DSRCは、日本では主に道路インフラとの路車間通信として、高速道路の通行料金を徴収する電子料金収受システム(ETC)などに既に使われている。ただし、NEDOの事業で、5.8GHz帯の車々間通信に応用する技術開発も進められており、トラックの隊列走行に成功している。これはトラック同士が一定の距離を保ったまま互いにぶつからずに走行する技術である。クルマ同士で自分の位置を通信で連絡を取り合い確認しながら走行している。欧米では「WAVE」と呼ぶ規格で車々間通信への利用が想定されている。米国では、早ければ2017年から、新車への通信機の装備を義務付ける予定である。

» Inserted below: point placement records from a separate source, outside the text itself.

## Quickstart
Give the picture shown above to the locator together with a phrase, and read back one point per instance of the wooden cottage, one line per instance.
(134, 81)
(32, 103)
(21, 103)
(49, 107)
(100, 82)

700MHz帯の通信技術は、車々間通信に利用する日本固有の技術である。いわゆる「プラチナバンド」に当たるこの帯域は、電波が障害物を回り込み、ビル陰に隠れたクルマとも無線通信できる。交差点で左右の道路からの交通状態を無線通信で知らせてくれる。歩行者との間で交わす歩車間通信、災害時アドホックネットワークなどへの応用も想定されている。災害時アドホックネットワークとは、災害などで携帯電話などが通信不能状態に陥った時に、通信事業者以外のネットワークで迂回通信する非常用ネットワークのことだ。